# General > PC & Console Gaming >  Deep scratch on Xbox 360 games.

## 2little2late

My son has scratched a couple of his xbox 360 games. The console was accidentally knocked with the game playing, the disc then became loose inside the drawer of the console and spinning round quite violently. There is now a scratch on the outer circumference of the data side of the disc. The disc cannot be read, thus the game no longer plays.

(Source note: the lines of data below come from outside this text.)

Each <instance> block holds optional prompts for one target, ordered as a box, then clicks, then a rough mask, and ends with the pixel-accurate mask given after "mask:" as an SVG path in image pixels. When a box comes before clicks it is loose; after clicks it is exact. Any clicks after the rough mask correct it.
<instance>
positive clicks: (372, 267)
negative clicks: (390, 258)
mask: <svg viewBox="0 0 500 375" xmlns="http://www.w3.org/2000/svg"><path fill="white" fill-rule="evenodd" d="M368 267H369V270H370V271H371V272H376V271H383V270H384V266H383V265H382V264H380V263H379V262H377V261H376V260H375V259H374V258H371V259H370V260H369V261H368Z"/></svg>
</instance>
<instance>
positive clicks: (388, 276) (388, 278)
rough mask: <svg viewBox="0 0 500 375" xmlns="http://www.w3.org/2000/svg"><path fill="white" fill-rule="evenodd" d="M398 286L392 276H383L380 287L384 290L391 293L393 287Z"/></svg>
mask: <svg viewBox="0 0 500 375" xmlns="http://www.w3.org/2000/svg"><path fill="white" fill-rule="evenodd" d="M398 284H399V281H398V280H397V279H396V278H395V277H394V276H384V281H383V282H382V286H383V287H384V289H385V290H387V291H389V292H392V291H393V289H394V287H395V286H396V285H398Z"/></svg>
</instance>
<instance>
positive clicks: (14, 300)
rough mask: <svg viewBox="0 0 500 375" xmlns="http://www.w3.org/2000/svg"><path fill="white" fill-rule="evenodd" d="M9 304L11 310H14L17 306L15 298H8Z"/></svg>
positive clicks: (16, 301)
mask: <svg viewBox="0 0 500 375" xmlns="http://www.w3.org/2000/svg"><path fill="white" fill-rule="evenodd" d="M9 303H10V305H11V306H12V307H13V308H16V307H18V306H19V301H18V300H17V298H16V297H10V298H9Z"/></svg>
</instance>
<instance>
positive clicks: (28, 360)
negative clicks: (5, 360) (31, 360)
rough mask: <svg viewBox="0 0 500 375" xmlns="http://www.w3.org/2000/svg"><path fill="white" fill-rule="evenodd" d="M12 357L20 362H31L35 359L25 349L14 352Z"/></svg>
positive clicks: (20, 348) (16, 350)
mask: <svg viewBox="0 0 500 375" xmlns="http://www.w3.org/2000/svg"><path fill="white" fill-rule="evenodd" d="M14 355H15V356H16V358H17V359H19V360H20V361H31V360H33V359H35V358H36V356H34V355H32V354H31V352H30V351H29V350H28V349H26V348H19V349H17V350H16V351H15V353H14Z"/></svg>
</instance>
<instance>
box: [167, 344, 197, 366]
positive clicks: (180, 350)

Can the scratch be removed safely and the game be able to be played again?.

----------


## angusk2

Game in Inverness offer a scratch removal service not sure if it will remove this type of scratch tho.best keeping the 360 horizontal to avoid this happening.i once had it happen to Call of Duty modern Warfare and it was only a few hours old!!Could have killed the son I swear lol.

----------


## Vistravi

Had similar problem with Juiced 2 when it first came out, paid £37.99!! Most I've ever paid for a new release that wasn't limited edition, anyway, ring scratch is fatal, in my case and a few other people the game becomes unusable. The only way I can think to get round the problem is to borrow someone else's copy, install to hard drive and hope the required sections of the disc are still intact. Also used as a halo 3 fix for a friend of mine (his disc had a big crack through it and this worked).

----------


## Rottie

If it's not too bad a scratch try polishing disc with T-Cut but don't use to much....worked on some of our scratched discs

----------


## Loraine

Or use this service: http://www.scratch-free.co.uk/
It's a new business just set up, based in Forss. Simply post your disc out to them, they repair it and send it back for a very reasonable price!  :Grin:

----------


## 2little2late

Thanks, they have been in touch with me.

----------